"An awesome job in an awesome place in an awesome city." Tara Polansky, then 22, was in the subway beneath the World Trade Center when the first plane hit on Sept. 11, 2001. She was commuting to her job in New Jersey. People were running out but no one was saying why.
"An awesome job in an awesome place in an awesome city."
Tara Polansky, then 22, was in the subway beneath the World Trade Center when the first plane hit on Sept. 11, 2001. She was commuting to her job in New Jersey. People were running out but no one was saying why.
She saw the hole in the side of the tower. Police hadn't arrived. People were just looking up. Papers were doing a pretty, slow dance downward.
After she traveled two miles north, the towers fell.
"She was going through a lot of transition and just trying to find balance."
This month Polansky, a local ceramic artist, has an exhibition at Gallery 831 that calls upon her survival that day. "They Were Older Than Me" features small handmade bricks - simultaneously conjuring thoughts of the towers and gravestones - that Polansky decaled with pictures of the eyes of 114 women who died in the attacks. The women were older than Polansky was in 2001, but younger than she is now.
In between the bricks hang 8-foot-long columns of newsprint that have one line from each woman's New York Times obituary.
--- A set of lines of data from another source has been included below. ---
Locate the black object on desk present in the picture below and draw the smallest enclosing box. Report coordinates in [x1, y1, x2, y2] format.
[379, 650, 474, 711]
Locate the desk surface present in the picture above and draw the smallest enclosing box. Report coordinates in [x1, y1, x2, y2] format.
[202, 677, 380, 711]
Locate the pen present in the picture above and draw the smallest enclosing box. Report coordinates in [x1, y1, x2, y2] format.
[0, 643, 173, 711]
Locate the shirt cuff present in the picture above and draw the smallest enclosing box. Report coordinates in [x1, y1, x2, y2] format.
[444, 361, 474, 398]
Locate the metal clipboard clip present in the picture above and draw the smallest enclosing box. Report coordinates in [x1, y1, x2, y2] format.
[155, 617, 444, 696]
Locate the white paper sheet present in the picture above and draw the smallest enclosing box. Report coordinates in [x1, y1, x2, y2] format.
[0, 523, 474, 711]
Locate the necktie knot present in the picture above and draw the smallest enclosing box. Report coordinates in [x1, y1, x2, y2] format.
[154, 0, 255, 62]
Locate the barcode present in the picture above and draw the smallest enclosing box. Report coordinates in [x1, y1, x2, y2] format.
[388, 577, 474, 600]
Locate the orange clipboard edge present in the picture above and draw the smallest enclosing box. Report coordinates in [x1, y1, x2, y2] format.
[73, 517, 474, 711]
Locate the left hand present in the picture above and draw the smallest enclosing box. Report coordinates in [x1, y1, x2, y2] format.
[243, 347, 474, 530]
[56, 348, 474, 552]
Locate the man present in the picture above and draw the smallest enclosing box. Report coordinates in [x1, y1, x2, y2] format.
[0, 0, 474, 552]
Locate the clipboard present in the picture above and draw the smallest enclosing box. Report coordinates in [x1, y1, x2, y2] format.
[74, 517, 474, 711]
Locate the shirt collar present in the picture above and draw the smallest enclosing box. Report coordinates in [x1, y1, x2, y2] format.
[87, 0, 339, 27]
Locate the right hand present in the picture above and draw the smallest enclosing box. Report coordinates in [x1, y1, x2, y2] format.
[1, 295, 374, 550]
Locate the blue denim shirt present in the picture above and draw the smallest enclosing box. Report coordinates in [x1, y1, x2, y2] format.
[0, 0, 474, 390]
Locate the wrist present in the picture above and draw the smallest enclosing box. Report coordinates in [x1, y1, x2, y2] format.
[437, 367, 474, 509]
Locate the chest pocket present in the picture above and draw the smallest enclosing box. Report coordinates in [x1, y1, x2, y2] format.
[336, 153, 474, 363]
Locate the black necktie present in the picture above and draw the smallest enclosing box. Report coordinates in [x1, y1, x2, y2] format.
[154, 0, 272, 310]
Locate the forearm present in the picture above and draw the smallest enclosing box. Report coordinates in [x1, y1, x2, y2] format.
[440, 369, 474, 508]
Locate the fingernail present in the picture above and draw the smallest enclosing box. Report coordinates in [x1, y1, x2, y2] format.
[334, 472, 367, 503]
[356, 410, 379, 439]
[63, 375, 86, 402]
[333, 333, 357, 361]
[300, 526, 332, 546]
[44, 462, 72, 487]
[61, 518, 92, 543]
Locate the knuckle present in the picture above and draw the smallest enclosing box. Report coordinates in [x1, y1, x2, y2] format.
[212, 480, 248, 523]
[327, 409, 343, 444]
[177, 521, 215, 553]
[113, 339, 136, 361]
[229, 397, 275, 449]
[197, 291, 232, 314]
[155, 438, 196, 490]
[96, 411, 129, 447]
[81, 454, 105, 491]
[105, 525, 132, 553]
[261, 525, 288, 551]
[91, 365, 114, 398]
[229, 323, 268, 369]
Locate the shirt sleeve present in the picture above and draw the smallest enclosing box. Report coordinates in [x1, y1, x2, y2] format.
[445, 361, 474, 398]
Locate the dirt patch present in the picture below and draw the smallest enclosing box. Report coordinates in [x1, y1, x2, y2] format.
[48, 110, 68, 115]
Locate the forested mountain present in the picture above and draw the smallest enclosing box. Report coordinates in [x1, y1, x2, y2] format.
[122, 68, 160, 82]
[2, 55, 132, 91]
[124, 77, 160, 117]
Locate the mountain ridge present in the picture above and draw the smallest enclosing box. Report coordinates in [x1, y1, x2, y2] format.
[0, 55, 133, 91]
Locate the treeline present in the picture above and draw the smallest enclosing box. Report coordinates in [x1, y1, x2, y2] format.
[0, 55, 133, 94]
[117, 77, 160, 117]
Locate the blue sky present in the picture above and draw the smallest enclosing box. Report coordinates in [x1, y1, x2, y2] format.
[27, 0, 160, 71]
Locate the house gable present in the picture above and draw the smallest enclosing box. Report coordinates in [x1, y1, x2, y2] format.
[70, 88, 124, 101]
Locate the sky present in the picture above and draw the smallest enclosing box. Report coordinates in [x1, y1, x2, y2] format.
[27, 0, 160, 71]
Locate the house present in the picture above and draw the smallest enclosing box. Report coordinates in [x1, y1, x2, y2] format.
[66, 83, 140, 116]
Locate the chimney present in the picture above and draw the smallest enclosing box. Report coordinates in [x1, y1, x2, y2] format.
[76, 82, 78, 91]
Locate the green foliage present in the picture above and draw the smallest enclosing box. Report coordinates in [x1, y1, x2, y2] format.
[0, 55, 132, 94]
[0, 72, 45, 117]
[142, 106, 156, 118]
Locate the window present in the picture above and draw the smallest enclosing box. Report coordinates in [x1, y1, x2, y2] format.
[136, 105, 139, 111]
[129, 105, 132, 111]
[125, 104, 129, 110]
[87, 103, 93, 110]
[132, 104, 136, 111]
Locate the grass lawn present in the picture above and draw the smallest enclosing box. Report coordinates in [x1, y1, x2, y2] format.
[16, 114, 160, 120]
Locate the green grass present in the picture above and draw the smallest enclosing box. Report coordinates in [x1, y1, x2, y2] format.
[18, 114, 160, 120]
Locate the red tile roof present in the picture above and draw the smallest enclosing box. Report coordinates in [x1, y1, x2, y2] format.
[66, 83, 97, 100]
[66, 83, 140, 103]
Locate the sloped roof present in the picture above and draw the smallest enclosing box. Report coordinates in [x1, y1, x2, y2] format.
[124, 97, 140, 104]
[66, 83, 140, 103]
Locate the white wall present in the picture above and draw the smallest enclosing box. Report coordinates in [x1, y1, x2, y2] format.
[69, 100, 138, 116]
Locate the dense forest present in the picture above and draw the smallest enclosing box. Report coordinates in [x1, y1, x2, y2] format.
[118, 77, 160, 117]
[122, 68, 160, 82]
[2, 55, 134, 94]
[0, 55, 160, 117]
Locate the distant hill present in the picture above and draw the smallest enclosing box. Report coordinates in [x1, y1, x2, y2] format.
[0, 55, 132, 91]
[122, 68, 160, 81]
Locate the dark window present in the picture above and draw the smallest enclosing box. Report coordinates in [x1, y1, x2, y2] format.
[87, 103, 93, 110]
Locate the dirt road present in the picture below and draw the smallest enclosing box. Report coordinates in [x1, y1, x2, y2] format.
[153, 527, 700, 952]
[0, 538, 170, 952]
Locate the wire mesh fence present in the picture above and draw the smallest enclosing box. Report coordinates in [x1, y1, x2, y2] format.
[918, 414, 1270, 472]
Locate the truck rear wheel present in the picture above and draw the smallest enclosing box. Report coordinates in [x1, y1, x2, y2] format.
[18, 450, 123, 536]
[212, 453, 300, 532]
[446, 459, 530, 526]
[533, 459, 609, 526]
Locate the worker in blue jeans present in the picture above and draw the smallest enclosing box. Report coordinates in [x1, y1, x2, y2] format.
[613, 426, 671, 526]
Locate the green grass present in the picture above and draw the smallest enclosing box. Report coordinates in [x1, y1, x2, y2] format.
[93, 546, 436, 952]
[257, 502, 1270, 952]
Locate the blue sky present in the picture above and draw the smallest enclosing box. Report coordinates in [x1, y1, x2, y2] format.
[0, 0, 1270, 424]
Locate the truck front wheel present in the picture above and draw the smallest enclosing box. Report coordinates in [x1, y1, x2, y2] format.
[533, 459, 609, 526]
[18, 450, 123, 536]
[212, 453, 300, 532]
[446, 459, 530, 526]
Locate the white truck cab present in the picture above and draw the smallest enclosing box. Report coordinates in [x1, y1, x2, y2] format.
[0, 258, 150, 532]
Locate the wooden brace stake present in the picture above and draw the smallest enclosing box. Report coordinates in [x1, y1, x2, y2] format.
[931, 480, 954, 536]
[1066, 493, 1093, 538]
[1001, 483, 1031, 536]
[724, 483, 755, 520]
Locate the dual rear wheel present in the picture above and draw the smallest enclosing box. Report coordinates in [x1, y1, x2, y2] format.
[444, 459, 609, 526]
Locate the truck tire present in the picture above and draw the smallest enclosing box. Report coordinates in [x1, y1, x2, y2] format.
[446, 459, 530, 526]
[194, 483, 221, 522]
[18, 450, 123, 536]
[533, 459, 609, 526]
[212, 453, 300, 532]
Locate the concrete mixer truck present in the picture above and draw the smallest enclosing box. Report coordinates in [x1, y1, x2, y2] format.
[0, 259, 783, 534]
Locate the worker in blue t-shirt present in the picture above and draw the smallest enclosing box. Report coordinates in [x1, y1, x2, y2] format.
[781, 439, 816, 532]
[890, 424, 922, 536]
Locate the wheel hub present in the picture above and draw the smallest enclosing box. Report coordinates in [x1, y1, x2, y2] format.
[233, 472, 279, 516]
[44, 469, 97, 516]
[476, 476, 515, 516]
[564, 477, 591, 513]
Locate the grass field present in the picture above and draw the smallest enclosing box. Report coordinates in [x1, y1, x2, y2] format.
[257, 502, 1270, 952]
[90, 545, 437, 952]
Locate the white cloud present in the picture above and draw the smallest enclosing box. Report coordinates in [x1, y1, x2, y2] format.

All proper nouns are removed for the exhibit.
"Mr. _____, a firefighter, would have dinner waiting for her."
"I felt like I could identify with the women, but these obituaries are very gendered. I almost got mad as I was reading them," Polansky said. "I felt like, taken together, they end up kind of being dehumanizing … They just said the same thing over and over again. None of them said anything negative. It reflects back our ideals as a country rather than telling us about who they were."
"But she wanted more."
"'Never forget' became this cry for war. How can these families or survivors possibly forget?" Polansky said. "That tension between the political, national event and the personal trauma and loss is a very real tension."
Polansky focused on the eyes because the part of the train station she was in on Sept. 11 had a tile mosaic that featured different eye illustrations. But using blurry prints of the eyes was also a way to help the public reflect. Focusing on one body part made the women seem mysterious; therefore, viewers could reflect on their humanity and not their martyrdom.
"On Sept. 11, they were waiting to sign the contract on a house on Cranberry Lane in Plainview on Long Island."
We all make plans, have dreams, need to feed our families.
"Making this piece was really hard," Polansky said. "I feel like I've gotten to know a lot of these women."